In fact, its use is something of an indication that perhaps the work is a bit too close to biology and is invoking magic rather than science. In this case, however, despite the hype and the use of biological terms such as white matter and grey matter, there does seem to be something worthwhile going on. 
The TrueNorth chip has 64x64 cores consisting of 256 "neurons" connected by a binary crossbar array. The output of any neuron can be connected to the input of any other and this is an analog of the short range connections in the cortex. Long range connections are made between chips on a point-by-point basis rather than a crossbar array. 

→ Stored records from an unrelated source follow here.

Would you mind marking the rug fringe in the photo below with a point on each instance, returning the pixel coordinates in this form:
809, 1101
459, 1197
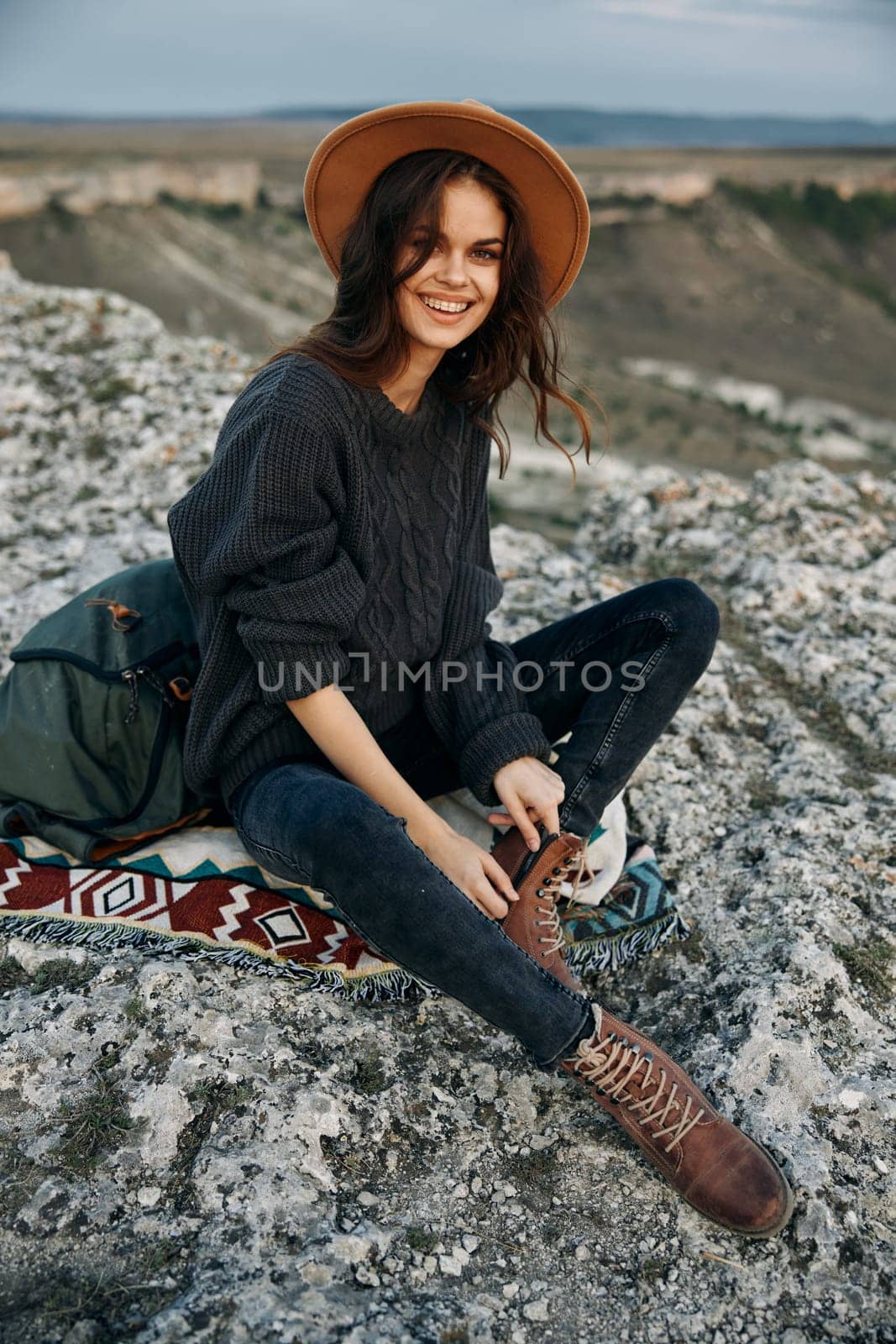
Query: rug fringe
617, 949
372, 987
385, 985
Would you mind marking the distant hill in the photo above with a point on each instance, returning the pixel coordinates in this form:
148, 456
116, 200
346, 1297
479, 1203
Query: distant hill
593, 127
629, 129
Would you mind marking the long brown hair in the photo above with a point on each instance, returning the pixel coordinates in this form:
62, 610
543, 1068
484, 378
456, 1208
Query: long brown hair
363, 339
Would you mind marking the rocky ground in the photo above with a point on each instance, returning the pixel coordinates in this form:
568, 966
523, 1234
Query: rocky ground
195, 1153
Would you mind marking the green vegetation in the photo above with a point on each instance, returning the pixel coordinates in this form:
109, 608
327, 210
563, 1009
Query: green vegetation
94, 1124
419, 1240
369, 1074
855, 221
211, 208
868, 964
60, 974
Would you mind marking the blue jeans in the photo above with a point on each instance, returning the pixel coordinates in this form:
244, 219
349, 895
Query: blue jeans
304, 820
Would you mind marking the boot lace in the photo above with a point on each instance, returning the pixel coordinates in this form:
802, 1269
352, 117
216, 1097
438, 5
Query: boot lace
611, 1065
577, 860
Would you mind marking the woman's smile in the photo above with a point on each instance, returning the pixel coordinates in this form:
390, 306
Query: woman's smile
439, 315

The programmability comes from being able to control which neuron is connected to which neuron using the binary crossbar. Activity is synchronous with a 1ms time step and a neuron either fires or it doesn't in each time step. The initial state of the neuron and its threshold can be programmed. The neuron activation decays with time and there is a random number generator which can introduce some randomness. The output spikes are stored in a buffer and subject to a programmable delay to simulate the propagation time in a real neural network.
Long distance connections between cores are made by a routing system. When a neuron on a core spikes, it looks up an address which then used to route a signal to the destination core where it finally reaches the intended target neuron via the crossbar.  
Thus each TrueNorth chip has 1 million neurons and  256 million synapses.
The real question is how to put this to work?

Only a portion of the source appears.